Shareholders in the Auckland company voted this month to let American firm Source Vortex take a 33.4 per cent stake for $40 million.
Yesterday, a trading halt was lifted and the market was told the deal had fallen over after a third party investor, who had agreed to contribute about 85 per cent of the money, did not meet settlement obligations.
Chairman Shawn Beck said he could not give any more detail on what happened because of a confidentiality agreement.
"There really isn't much more to say to be quite honest," Beck said.
"I can't really comment on it, but no it's not something that we could have seen earlier."
Wellington Drive's shares closed down 9c yesterday at 48c.
On Saturday the company began talking to other potential investors about raising money it said it needed to accelerate growth.
"For us, that was when it became apparent we should look at an alternative," Beck said.
Under the new plan, 30 million 40c shares - the price approved for issue to Source Vortex - will be placed among six existing institutional shareholders.

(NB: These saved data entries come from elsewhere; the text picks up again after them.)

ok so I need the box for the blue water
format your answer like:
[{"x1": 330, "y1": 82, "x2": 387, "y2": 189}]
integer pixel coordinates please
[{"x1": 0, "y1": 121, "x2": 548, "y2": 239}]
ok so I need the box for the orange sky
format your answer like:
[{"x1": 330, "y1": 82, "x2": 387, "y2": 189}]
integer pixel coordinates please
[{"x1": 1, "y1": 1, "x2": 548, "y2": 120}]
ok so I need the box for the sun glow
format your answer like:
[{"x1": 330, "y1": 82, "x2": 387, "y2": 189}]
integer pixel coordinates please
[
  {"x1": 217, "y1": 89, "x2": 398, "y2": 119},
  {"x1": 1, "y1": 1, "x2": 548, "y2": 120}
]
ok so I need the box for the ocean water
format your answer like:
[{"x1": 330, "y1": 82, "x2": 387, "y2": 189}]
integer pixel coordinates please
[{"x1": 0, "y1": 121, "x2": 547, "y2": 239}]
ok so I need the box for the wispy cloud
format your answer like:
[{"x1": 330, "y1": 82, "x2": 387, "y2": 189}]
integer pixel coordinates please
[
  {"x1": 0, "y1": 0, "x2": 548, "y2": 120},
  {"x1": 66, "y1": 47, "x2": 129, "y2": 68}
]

The company was also planning a discounted, renounceable pro rata rights issue to all shareholders in the first half of next year, raising between $10 million and $15 million.
The placement did not require further shareholder approval and with the rights issue could raise up to $27 million in total.
This is less than the $40 million in the Source Vortex deal, but was still enough to meet investment plans of up to $20 million, Beck said.
"We have now with those two things ... fully funded that acceleration plan," he said.
"In one sense from a shareholder's point of view ... I kind of like the fact that we're raising only the amount that we need, so there's obviously less dilution."
The previous deal was designed to give Source Vortex an influential stake in the business, Beck said.
This month, Wellington Drive signed its first big order for North America. Beck said he did not believe the Source Vortex plan collapse would damage the company's credibility.
"The key thing is that the company is well funded, and that's principally what customers were interested in and what was holding them back and making them a bit reluctant."
But one analyst thought credibility would take a knock.
"The solution, although it makes sense and its very pragmatic, doesn't give the financial substance that $40 million in their balance sheet would have," he said.
In the year to June, Wellington Drive had a cash balance of $1.7 million and a net loss of $4.5 million. It lost $4.9 million the previous year.
Beck said it had no intention to raise any further money.